NHS treatments to help couples have children should be made a low priority in Oxfordshire to save cash, some senior medics believe.

A committee of NHS staff said IVF cost too much, its absence did not damage lives enough and couples could adopt instead.

It comes despite Elizabeth Pearce getting IVF and giving birth earlier this month after telling her PCT, in Ealing, West London, that the treatment is a human right.

Last night parents who have benefited from IVF criticised the decision and said couples could be left heartbroken as a result of not being given the chance to try for a baby.

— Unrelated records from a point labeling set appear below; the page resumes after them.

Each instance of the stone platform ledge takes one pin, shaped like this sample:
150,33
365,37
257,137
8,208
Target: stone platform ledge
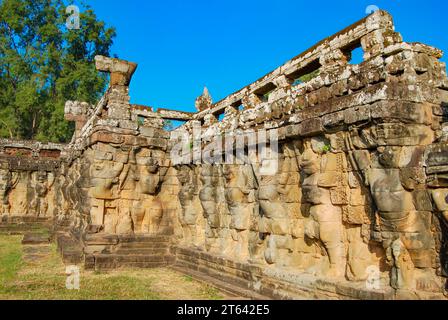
252,280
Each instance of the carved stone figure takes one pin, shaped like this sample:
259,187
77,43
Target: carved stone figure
42,183
276,222
240,197
191,209
104,176
8,181
325,222
208,197
399,218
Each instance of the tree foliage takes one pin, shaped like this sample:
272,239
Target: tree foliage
43,64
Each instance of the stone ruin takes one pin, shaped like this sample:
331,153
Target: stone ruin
358,208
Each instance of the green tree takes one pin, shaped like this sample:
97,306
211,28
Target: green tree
43,64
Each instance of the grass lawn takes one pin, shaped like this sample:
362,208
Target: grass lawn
45,278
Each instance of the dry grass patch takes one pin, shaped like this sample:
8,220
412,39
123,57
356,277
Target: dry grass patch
45,278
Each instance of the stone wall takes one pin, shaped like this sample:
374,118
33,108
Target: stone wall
357,207
29,184
359,193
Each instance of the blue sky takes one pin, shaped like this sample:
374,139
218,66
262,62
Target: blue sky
181,46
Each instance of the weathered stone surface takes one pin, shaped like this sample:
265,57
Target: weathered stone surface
352,188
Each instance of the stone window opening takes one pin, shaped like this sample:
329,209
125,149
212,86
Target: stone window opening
354,54
305,74
264,92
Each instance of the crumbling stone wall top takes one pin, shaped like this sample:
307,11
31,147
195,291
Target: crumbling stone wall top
330,52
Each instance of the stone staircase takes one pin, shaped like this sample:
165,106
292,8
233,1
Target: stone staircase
132,252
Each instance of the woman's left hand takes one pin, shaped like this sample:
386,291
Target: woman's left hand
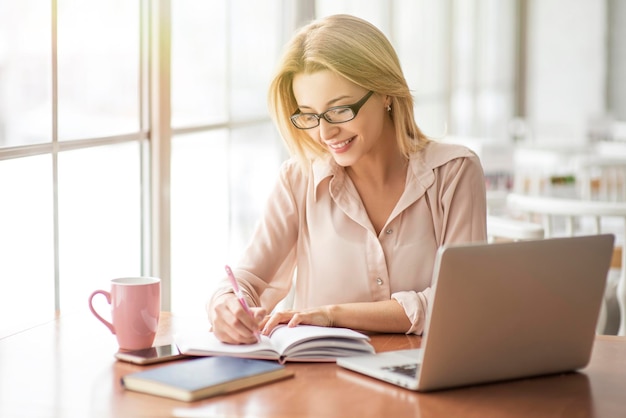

Milton Keynes, Oxfordshire, Berkshire East, Berkshire West and Buckinghamshire Priorities Committee (MOBBB) said IVF and all other “assisted reproduction techniques” should be a low priority to be “consistent”.

The opinion has been backed by NHS Oxfordshire’s clinical executive committee of senior medical staff.

However, another committee which feeds into decision-making on treatment for the area has said IVF should be provided.

Claire Cousins, who failed to get IVF despite going through the menopause at 24, said: “It is not self-inflicted; it is the worst thing a woman could go through.

“I could not look forward. I felt ‘How am I going to continue with the rest of my life?’”

Mrs Cousins and scaffolder husband Gary now have a five-month-old son, Harry, because a London clinic offered free treatment after reading of her plight in the Oxford Mail in 2009.

The Grove resident, now 26, said: “You do not realise how heartbreaking it is until you go through it.”

Richard MacKenzie, 31, who campaigned with wife Jackie for NHS IVF after being told they were too young, said: “I do not see any reason that they would be able to say it is a low priority after the amount of stress and pressure it puts on a couple.

“We pay into the system. We look after ourselves. We don’t have to burden the NHS.

“But when we needed it, we had the door slammed in our face.”

A private clinic also helped the Witney couple and baby Bobby was born a year ago.

MOBBB said there was a “lack of evidence” that childless couples “experience significantly worse outcomes for mental or physical health”.

And it “took into account the current financial context”, with £20m needing to be saved across the South East.

Oxfordshire’s NHS IVF bill soared after it agreed in 2009 to treat people aged 30 to 35, instead of 35 to 39.

Cases rose from 102, costing £199,145, in 2008/2009 to 240, costing £663,747, in 2009/2010 and 167, with a £441,172 bill, in 2010/2011.

Oxfordshire couples fitting the criteria get one NHS cycle of IVF, but the proposal would make couples a low priority.

MOBBB said “adoption offers couples an opportunity to become ‘parents’ and have the benefits of family life”.

IVF funding decisions are set by the South Central Specialist Commissioning Group, covering the South East.

It takes advice from MOBBB and the Southampton, Hampshire, Isle of Wight and Portsmouth priorities committee (SHIP), which does not want to downgrade IVF.

The aim is to get consistency in treatments available and avoid a postcode lottery.

The two committees will now meet senior managers.

National NHS guidance says IVF should be provided to patients aged 23 to 39.

An NHS Oxfordshire spokesman said: “No decision has yet been reached on how to progress the issue of assisted conception.

“Therefore, the policy, as published on the NHS Oxfordshire website, remains unchanged.”

It said: “When considering individual requests the PCT also takes into account, as appropriate, statute law, statutory directions [and] national guidance.”